What's new in the survey package - Biased and Inefficient

There’s a new version of the survey package on CRAN (yay!). A lot of it is minor or relatively esoteric fixes. There’s one big change, which will break some people’s code. The svyquantile function has been completely rewritten. You might naively think quantiles are easy, but they aren’t

The \(p\)th quantile is defined as the value where the estimated cumulative distribution function is equal to \(p\). As with quantiles in unweighted data, this definition only pins down the quantile to an interval between two observations, and a rule is needed to interpolate. As the help for the base R function explains, even before considering sampling weights there are many possible rules (like all the ones base R adopted from Hyndman & Fan’s paper).

As a result of the rewrite, the format of the output is different. If you want the old output, the old function is available as oldsvyquantile. But the new one is better. There’s more information in the qrule vignette.

The svydesign function is much faster for very large data sets with character strings for PSU and stratum identifiers (these got slower when R changed to stringsAsFactors=FALSE).

Another important change is that svyglm handles negative residual degrees of freedom better. The design degrees of freedom for a survey are fairly well defined, but it’s less clear what happens to the residual df in a regression model. Subtracting a degree of freedom for each predictor is conservative (it would be correct if all the predictors were PSU-level). When the predictors are at the individual level it is quite possible to have more predictors than design degrees of freedom, so the residual df are negative. Previously, the summary method just lost it at the idea of negative df; now it gives parameter estimates and standard errors but no \(p\)-values. If you know what residual df you want to use, you can supply it as an argument to summary.

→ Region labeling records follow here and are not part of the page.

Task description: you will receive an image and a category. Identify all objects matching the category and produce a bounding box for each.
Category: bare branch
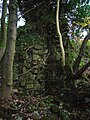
[17,1,45,21]
[73,32,90,73]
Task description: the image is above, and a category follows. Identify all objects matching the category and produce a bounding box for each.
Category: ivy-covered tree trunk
[2,0,17,99]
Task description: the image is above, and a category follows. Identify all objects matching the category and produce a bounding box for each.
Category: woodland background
[0,0,90,120]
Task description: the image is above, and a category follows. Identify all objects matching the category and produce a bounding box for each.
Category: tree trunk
[2,0,16,100]
[0,0,7,61]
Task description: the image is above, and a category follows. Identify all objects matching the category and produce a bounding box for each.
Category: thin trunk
[73,32,90,73]
[0,0,7,61]
[56,0,65,67]
[2,0,16,100]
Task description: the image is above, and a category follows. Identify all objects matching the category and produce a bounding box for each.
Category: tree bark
[73,32,90,73]
[2,0,17,100]
[0,0,7,61]
[56,0,65,67]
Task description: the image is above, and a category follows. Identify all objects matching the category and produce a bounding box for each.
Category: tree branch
[17,1,45,21]
[73,32,90,73]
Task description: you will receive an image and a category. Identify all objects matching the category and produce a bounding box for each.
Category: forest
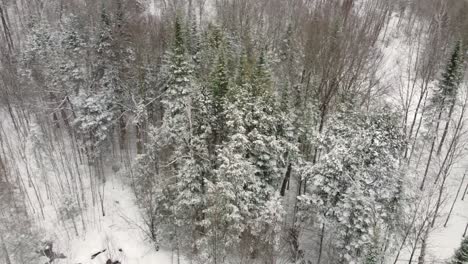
[0,0,468,264]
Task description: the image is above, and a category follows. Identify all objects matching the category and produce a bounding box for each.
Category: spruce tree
[450,237,468,264]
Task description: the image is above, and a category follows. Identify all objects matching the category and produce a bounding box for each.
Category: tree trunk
[280,163,292,196]
[0,234,11,264]
[437,100,455,156]
[444,171,466,227]
[418,226,430,264]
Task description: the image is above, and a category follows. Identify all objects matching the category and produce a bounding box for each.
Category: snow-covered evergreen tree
[450,237,468,264]
[302,109,404,262]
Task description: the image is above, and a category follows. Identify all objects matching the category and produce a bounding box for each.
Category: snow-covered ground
[378,12,468,263]
[0,112,183,264]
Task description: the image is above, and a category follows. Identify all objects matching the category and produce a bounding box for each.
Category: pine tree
[302,109,404,262]
[432,41,464,109]
[450,237,468,264]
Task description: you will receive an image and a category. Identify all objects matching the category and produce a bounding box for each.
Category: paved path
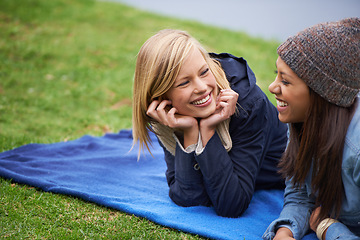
[112,0,360,41]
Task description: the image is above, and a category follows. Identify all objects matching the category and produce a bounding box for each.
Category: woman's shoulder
[344,97,360,161]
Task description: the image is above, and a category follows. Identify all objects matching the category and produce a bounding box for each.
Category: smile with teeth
[276,100,288,107]
[191,94,210,105]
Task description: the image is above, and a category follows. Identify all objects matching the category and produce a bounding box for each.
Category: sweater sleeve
[263,181,315,240]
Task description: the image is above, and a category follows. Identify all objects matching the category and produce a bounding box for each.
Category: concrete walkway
[112,0,360,41]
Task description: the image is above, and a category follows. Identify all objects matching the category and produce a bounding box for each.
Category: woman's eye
[176,81,189,87]
[281,79,290,86]
[201,68,209,76]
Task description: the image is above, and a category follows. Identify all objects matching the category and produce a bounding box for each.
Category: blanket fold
[0,130,316,240]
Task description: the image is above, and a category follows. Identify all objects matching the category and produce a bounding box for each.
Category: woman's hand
[200,89,239,129]
[146,100,199,148]
[274,227,295,240]
[200,89,239,146]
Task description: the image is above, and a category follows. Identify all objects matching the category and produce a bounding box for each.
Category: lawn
[0,0,278,239]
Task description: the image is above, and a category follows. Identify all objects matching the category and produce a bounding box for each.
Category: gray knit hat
[277,18,360,107]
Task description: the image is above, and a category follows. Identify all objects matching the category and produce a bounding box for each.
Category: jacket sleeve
[195,96,276,217]
[263,181,315,240]
[160,142,211,207]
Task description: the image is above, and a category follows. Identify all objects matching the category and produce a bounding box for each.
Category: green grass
[0,0,278,239]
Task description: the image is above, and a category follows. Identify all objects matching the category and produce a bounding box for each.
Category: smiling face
[269,57,310,123]
[165,48,218,118]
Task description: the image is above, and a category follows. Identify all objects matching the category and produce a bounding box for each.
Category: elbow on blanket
[169,189,211,207]
[215,195,251,218]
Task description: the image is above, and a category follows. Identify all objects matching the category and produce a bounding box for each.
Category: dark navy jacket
[160,53,287,217]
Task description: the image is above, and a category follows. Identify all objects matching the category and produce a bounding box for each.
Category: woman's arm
[160,142,211,207]
[195,98,286,217]
[263,180,315,239]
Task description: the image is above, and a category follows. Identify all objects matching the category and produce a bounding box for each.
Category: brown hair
[279,89,355,221]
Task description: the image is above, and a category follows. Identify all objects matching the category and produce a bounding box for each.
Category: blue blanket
[0,130,316,240]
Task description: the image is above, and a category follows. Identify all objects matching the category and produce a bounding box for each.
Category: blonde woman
[133,30,287,217]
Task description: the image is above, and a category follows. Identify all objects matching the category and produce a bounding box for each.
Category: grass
[0,0,278,239]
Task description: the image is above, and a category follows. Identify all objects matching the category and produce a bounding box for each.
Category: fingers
[217,89,239,103]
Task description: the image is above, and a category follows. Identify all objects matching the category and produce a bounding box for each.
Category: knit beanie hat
[277,18,360,107]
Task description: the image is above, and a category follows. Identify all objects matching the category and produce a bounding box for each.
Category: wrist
[183,124,199,148]
[276,227,293,239]
[316,218,338,240]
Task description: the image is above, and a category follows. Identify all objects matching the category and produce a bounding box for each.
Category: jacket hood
[209,53,256,100]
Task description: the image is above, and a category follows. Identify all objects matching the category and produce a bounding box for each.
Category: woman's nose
[194,78,207,93]
[269,80,280,94]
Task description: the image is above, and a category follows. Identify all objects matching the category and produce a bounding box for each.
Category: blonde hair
[132,29,230,155]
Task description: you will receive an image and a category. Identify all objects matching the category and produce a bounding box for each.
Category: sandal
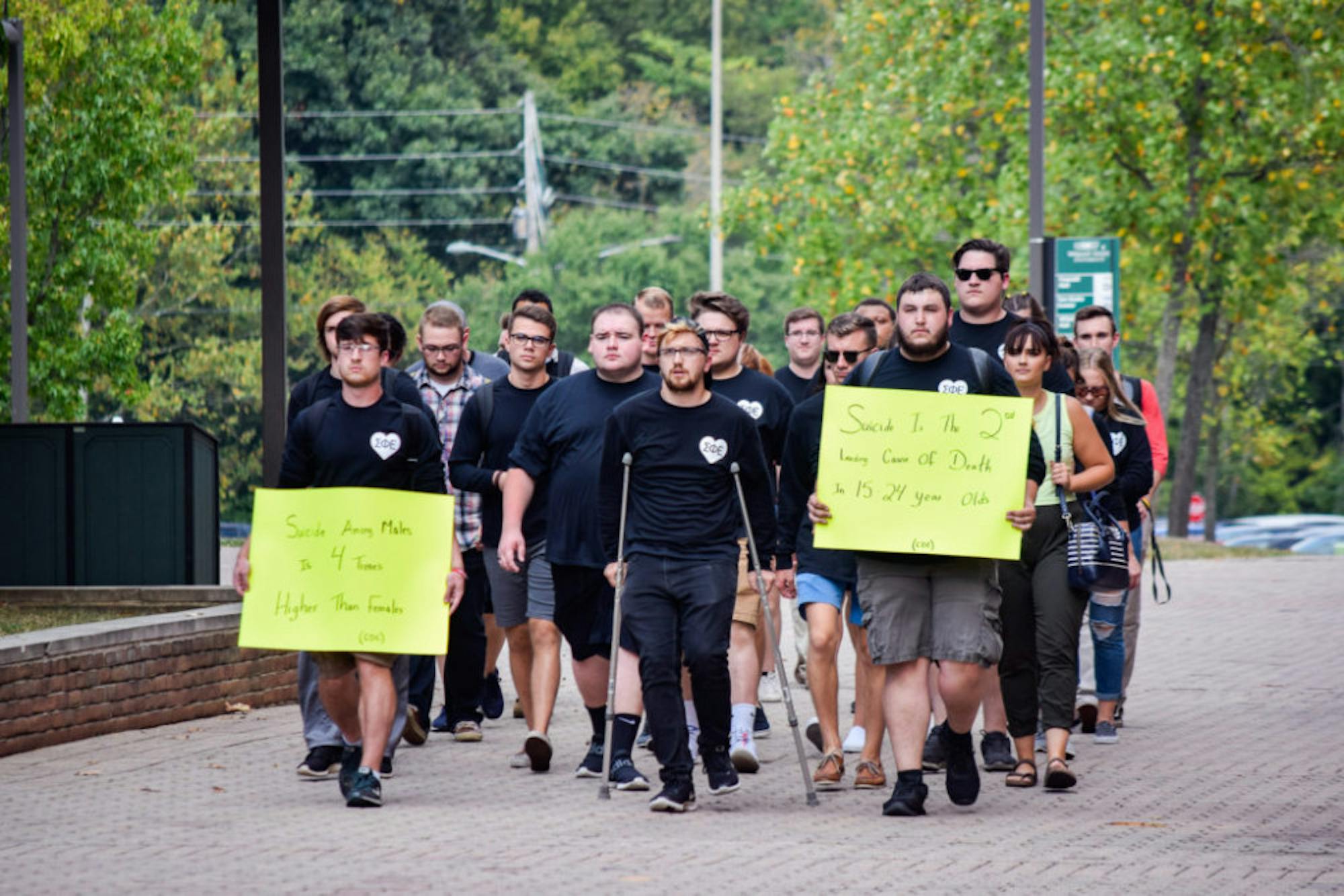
[1046,759,1078,790]
[1004,759,1036,787]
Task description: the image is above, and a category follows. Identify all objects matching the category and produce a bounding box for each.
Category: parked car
[1288,527,1344,555]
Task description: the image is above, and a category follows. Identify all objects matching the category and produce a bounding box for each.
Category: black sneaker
[751,704,770,740]
[882,778,929,817]
[649,778,695,811]
[345,768,383,809]
[297,746,341,780]
[702,747,739,797]
[942,725,980,806]
[980,731,1017,771]
[607,756,649,790]
[923,721,948,771]
[481,669,504,719]
[340,747,364,797]
[574,740,602,778]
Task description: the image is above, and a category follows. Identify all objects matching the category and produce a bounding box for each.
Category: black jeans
[621,556,738,783]
[999,504,1087,737]
[441,551,491,731]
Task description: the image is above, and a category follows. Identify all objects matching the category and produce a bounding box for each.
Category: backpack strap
[853,349,887,386]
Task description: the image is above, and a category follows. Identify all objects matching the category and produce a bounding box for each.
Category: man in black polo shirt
[234,313,465,806]
[499,304,659,778]
[601,318,775,811]
[808,274,1046,815]
[689,293,793,772]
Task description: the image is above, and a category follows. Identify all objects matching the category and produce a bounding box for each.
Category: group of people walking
[234,239,1165,815]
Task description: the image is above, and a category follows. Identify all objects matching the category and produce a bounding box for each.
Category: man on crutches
[599,318,775,813]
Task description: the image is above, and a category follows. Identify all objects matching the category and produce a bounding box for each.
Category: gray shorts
[857,556,1004,666]
[485,539,555,629]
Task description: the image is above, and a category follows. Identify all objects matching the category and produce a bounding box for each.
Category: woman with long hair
[1074,348,1153,744]
[999,321,1116,790]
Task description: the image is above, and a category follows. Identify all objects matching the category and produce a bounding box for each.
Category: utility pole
[4,16,28,423]
[710,0,723,290]
[523,90,546,253]
[257,0,289,488]
[1028,0,1052,305]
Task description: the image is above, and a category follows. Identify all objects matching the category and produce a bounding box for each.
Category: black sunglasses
[821,348,863,364]
[957,267,1003,282]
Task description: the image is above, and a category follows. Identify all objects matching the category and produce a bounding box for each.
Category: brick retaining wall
[0,603,296,756]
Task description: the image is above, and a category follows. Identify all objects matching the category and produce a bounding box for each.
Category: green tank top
[1032,392,1074,506]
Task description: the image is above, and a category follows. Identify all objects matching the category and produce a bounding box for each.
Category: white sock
[732,703,755,733]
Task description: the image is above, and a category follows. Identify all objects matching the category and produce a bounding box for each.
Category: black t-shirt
[774,364,817,404]
[598,391,775,563]
[280,392,448,494]
[508,371,661,568]
[775,395,857,588]
[949,312,1074,395]
[710,367,793,463]
[448,379,555,548]
[1087,408,1153,532]
[286,367,438,431]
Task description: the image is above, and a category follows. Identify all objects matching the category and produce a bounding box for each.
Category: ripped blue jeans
[1087,590,1129,700]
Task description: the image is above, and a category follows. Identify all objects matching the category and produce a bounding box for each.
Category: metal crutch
[728,461,818,806]
[597,451,634,799]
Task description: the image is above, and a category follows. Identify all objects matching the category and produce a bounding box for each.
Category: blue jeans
[621,556,738,783]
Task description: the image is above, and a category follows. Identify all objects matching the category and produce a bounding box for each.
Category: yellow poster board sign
[813,386,1031,560]
[238,489,453,656]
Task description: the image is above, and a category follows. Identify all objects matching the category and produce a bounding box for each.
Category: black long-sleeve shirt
[598,391,775,563]
[280,392,448,494]
[1089,408,1153,532]
[448,379,555,548]
[775,395,857,588]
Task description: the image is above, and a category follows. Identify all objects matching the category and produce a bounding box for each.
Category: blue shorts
[794,572,863,626]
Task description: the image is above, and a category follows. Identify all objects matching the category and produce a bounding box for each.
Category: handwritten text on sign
[238,489,453,656]
[814,386,1031,560]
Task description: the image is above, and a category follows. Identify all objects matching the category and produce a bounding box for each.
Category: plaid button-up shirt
[413,363,489,551]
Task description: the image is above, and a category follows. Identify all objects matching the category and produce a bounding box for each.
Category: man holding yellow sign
[234,314,465,807]
[808,274,1044,815]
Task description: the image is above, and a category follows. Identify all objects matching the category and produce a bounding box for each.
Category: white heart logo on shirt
[938,380,970,395]
[368,433,402,461]
[700,435,728,463]
[738,399,765,420]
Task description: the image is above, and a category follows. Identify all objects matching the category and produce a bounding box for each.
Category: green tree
[0,0,199,420]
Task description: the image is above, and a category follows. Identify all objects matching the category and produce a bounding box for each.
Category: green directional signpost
[1051,236,1120,349]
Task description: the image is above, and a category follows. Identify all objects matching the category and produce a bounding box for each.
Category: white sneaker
[728,731,761,774]
[757,669,784,703]
[685,723,700,762]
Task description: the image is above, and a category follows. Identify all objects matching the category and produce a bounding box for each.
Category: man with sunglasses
[952,238,1074,395]
[411,302,497,743]
[689,293,793,772]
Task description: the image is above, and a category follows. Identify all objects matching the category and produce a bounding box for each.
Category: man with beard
[499,304,659,790]
[808,274,1046,815]
[601,318,775,813]
[234,313,466,807]
[689,293,793,772]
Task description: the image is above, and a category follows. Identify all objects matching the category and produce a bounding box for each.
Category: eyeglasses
[821,348,863,364]
[659,345,708,357]
[957,267,1003,282]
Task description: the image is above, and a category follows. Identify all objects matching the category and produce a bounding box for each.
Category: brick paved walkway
[0,557,1344,893]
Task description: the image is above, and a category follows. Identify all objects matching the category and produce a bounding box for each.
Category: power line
[196,148,519,165]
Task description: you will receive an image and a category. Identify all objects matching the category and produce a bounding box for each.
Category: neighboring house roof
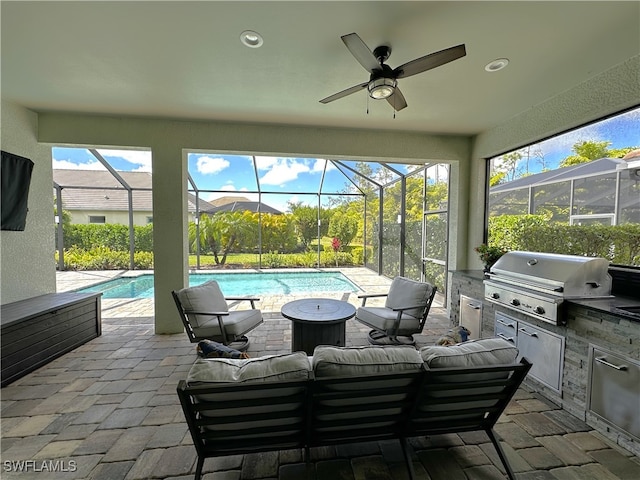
[209,196,250,207]
[53,169,213,212]
[202,199,282,215]
[489,158,626,193]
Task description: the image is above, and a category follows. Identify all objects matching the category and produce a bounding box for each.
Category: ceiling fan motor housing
[373,45,391,63]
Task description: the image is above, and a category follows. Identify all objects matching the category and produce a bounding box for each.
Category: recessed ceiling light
[240,30,264,48]
[484,58,509,72]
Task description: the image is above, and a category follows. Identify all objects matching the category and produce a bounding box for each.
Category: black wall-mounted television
[0,151,33,231]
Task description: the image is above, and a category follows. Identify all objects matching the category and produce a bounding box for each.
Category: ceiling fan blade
[320,82,369,103]
[393,44,467,78]
[387,87,407,112]
[340,33,380,73]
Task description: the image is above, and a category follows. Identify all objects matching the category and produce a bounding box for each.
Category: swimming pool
[78,272,360,298]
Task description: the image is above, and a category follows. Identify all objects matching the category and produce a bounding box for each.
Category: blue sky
[52,108,640,210]
[500,108,640,173]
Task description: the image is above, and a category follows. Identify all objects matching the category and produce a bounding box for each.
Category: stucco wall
[0,101,56,304]
[464,56,640,269]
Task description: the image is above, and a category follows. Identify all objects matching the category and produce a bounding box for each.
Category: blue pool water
[78,272,360,298]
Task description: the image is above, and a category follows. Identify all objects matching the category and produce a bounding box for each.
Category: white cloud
[206,185,258,202]
[260,158,309,185]
[52,158,106,170]
[98,149,151,172]
[196,156,230,175]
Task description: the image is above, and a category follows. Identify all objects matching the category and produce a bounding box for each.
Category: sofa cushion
[420,338,518,368]
[313,345,423,378]
[187,352,311,384]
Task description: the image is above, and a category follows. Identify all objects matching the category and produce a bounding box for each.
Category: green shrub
[489,215,640,265]
[56,223,153,252]
[56,246,153,270]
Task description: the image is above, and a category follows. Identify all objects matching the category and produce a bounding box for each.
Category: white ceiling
[1,1,640,134]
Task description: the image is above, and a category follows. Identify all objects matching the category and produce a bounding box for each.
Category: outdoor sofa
[177,338,531,479]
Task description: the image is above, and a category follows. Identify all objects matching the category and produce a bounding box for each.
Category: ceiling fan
[320,33,467,111]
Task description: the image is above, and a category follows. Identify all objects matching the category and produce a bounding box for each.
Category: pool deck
[57,267,449,357]
[0,268,640,480]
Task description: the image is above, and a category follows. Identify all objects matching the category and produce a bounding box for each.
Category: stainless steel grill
[484,251,611,325]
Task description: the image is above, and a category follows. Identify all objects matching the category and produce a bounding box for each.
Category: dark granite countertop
[567,295,640,322]
[450,270,484,281]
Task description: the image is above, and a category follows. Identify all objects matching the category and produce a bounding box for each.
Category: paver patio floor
[0,269,640,480]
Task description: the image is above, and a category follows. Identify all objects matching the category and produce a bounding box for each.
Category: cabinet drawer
[516,322,564,392]
[587,345,640,439]
[495,312,518,345]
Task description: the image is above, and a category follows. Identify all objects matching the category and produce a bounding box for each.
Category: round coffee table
[281,298,356,355]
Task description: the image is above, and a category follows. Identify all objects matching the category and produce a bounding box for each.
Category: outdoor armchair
[355,277,437,345]
[171,280,263,351]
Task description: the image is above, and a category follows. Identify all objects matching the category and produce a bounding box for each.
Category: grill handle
[496,318,516,328]
[518,328,538,338]
[498,333,515,343]
[596,357,627,371]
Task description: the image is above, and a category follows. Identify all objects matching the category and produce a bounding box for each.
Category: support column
[152,145,189,334]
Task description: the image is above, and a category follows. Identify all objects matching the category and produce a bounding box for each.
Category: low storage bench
[177,338,531,479]
[0,292,102,387]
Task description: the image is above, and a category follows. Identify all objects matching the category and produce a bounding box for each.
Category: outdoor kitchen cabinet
[460,295,482,340]
[587,345,640,439]
[495,312,565,392]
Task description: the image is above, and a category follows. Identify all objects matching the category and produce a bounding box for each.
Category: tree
[559,140,611,168]
[288,202,331,249]
[328,211,359,247]
[189,212,251,265]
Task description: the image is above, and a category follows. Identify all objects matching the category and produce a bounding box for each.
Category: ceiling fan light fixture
[240,30,264,48]
[484,58,509,73]
[367,77,398,100]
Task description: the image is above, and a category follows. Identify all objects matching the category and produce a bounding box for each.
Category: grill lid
[489,251,611,298]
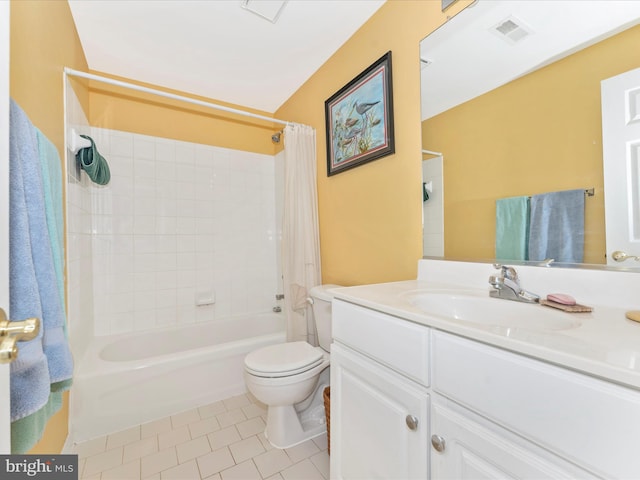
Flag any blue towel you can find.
[496,197,529,260]
[529,189,584,263]
[9,100,52,421]
[9,101,73,421]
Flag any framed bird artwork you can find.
[324,52,395,176]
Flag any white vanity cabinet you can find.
[330,301,429,480]
[331,299,640,480]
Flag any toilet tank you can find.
[309,284,340,352]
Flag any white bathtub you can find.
[69,313,286,442]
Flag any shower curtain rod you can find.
[64,67,293,125]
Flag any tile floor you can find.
[70,394,329,480]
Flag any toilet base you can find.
[264,383,328,448]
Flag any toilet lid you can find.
[244,342,324,376]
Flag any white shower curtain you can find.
[282,124,321,345]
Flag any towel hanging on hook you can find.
[76,135,111,185]
[68,128,91,155]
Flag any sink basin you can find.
[408,292,580,330]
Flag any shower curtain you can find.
[282,124,321,343]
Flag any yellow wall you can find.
[10,0,88,453]
[276,0,469,285]
[89,72,282,155]
[423,27,640,263]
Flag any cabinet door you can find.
[431,395,600,480]
[331,343,429,480]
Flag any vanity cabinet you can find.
[330,302,429,480]
[331,299,640,480]
[331,344,429,479]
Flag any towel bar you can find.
[68,128,91,155]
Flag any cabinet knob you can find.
[431,434,445,452]
[404,415,418,430]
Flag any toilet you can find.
[244,285,339,448]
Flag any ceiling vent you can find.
[240,0,289,23]
[491,16,533,45]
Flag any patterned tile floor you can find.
[71,394,329,480]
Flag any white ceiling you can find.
[420,0,640,120]
[68,0,385,113]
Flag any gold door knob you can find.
[0,337,18,363]
[0,308,40,363]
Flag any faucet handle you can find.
[493,263,518,282]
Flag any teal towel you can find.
[496,197,529,260]
[76,135,111,185]
[35,128,64,308]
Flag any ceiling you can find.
[68,0,386,113]
[420,0,640,120]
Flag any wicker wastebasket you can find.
[322,387,331,455]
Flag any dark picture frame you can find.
[324,51,395,176]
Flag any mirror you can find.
[420,0,640,267]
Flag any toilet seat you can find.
[244,341,324,378]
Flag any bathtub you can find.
[70,313,286,442]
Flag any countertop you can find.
[332,260,640,390]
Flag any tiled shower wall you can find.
[65,82,93,359]
[70,128,280,335]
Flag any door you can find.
[431,395,598,480]
[330,342,429,480]
[0,1,11,454]
[601,68,640,268]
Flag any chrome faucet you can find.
[489,263,540,303]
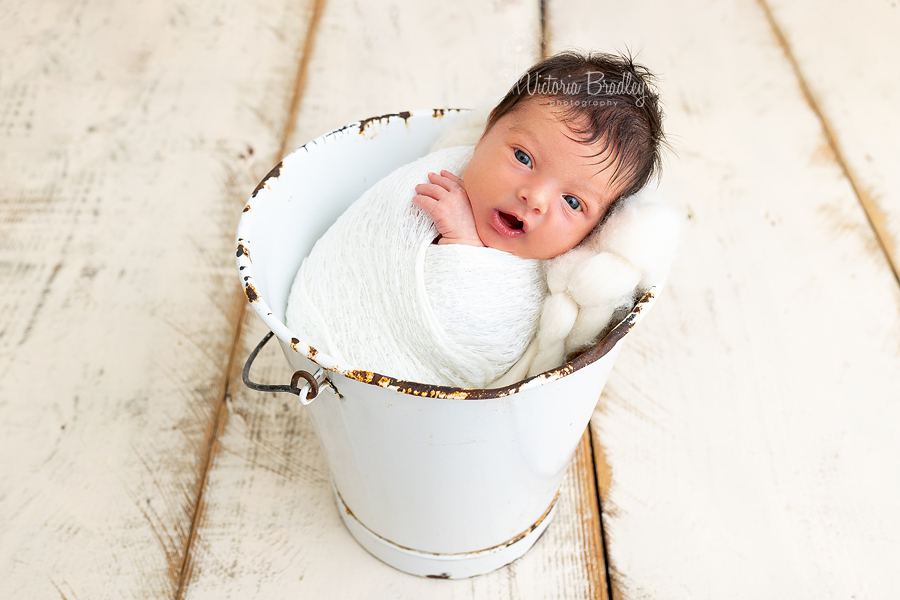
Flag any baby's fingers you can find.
[428,171,462,192]
[416,183,448,200]
[413,194,437,215]
[441,171,465,187]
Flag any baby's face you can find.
[463,101,617,258]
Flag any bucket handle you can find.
[242,331,325,406]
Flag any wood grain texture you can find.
[0,0,308,600]
[185,0,606,600]
[761,0,900,280]
[549,0,900,600]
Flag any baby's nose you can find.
[520,187,550,214]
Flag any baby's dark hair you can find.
[486,51,665,198]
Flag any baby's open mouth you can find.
[498,211,525,229]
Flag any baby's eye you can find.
[515,148,531,167]
[563,194,581,210]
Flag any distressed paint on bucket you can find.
[236,109,655,578]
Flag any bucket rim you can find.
[235,108,659,400]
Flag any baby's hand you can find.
[413,171,484,246]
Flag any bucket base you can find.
[332,483,559,579]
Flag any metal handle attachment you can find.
[243,331,325,406]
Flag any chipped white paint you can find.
[236,109,655,579]
[550,0,900,600]
[186,0,606,600]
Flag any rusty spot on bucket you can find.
[250,161,284,198]
[332,291,655,400]
[359,110,412,135]
[334,488,559,556]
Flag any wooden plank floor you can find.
[0,0,900,600]
[550,0,900,599]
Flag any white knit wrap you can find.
[286,147,546,387]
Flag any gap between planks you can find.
[174,0,325,600]
[757,0,900,285]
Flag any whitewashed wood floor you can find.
[0,0,900,600]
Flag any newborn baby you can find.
[287,52,663,387]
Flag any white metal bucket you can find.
[237,109,655,578]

There’s a new convenience function svybys, which does stratified analyses by a list of variables one at a time (rather than jointly, as svyby does)

Also, primarily for teaching, there’s a function poisson_sampling() to set up a design object with Poisson sampling

The complete list of newness is

    svyquantile() has been COMPLETELY REWRITTEN. The old version is available
    as oldsvyquantile() (for David Eduardo Jorquera Petersen)

    svycontrast()'s improvements for statistics with replicates are now also there with
    svyby(), for domain comparisons (Robert Baskin)

    svyttest() now gives an error message if the binary group variable isn't binary
    (for StackOverflow 60930323)

    confint.svyglm Wald-type intervals now correctly label the columns (eg 2.5%, 97.5%)
    (for Molly Petersen)

    svyolr() using linearisation had the wrong standard errors for intercepts
    other than the first, if extracted using vcov (it was correct in summary() output)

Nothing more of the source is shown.